The Cool Bean, by Jory John & Pete Oswald

John and Oswald knock it out of the park again in “The Cool Bean”. This is a story that in just a few short pages hits upon a lot of important lessons in childhood. Friends may drift apart, you may not feel like you fit in or fit the label of “cool”, and real measure of being “cool” is how you treat others.

Packed with hilarious legume related puns, this book has great examples of small acts of kindness and the HUGE impacts they have on the recipients. The little bean realizes that what makes you cool isn’t your swagger, your sunglasses, or your hair. Being cool is about, “a smile at the right moment. It’s about dusting someone off, helping them up again, and pointing them in the right direction.”

Kindness Snippet Jar, by Diane Alber

This is a great story to use in the classroom or with a group of kids. A little paper snippet sees a jar full of other papers that have kindness notes written on them. The paper snippet wants to be just like them but in order to be a kindness note it needs kindness words written on it. The snippet enlists the help of other paper scraps who join together to make a mosaic of kindness notes.

“Kindness Snippets” is a fun idea that a classroom can do. As kids do kind acts, they write it on the snippet and put it in the jar. After a kindness initiative is over the teacher and students can take out all the snippets and make a colorful mosaic of all their kindness. It becomes a beautiful reminder for the class to do kind acts.

All Are Welcome, by Alexandra Penfold & illustrated by Suzanne Kaufman

Going to school can be a frightening experience for young kids. With this book kids can not only feel welcome but see how to accept and welcome others in a kind way. Using well-written verse and beautiful pictures this book assures us that we are welcome and entreats us to welcome others. Our world is a diverse place and even with our differences we can make a society where all are welcome.
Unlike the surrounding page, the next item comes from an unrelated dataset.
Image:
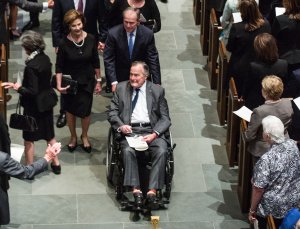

The Invisible Boy, by Trudy Ludwig & illustrated by Patrice Barton

This is a story that tugs at your heart. Brian is an invisible boy. Not really invisible, people just don’t notice him. He is quiet and not popular with the other kids. Even his teacher, who has to focus on other loud or whiny kids, has trouble noticing him. One day a new kid, Justin, comes to class. This new kid eats different food and looks a little different. The other kids laugh at him. Knowing how it feels to be left out Brian does a kind act and leaves a note for Justin. Justin then includes Brian in activities, and they start to become friends. With a couple of bumps in the road Brian becomes visible.

Early in the book Brian is drawn monochromatic but as he starts to make friends a tinge of color comes into his form until he is fully drawn in color like the other kids. I loved this touch that the artist added.

This is a good book for any kid who feels invisible, and it teaches a great message to reach out and include others. It is a good story about friendship and inclusion and the benefits of reaching out to others in kindness.

The Sour Grape, by Jory John and Pete Oswald

A thin-skinned grape has become sour and holds grudges for any and all perceived slight. Grape wasn’t always this way, it used to be sweet, until one day no one showed up for Grape’s birthday party. Grape became sour and started to resent everything everyone else did. But then Grape realizes that we all have misunderstandings, and sometimes they can be our fault without us even realizing it. We need to have understanding for others and be kind. We don’t know what is going on in others’ lives and so we need to have grace and be kind.

With fun food puns and colorful illustrations Jory John and Pete Oswald give us another hit.

Can I Play Too?, by Mo Willems

Elephant and Piggie are approached by their friend Snake who wants to join in their game of catch. Then begins the difficult question, how can a Snake catch and throw a ball?

It is a heart-warming story of friendship, inclusion, accommodation, and frank acceptance of others’ differences. It shows how there is a space for everyone, even if we may be different, and that we can all be friends.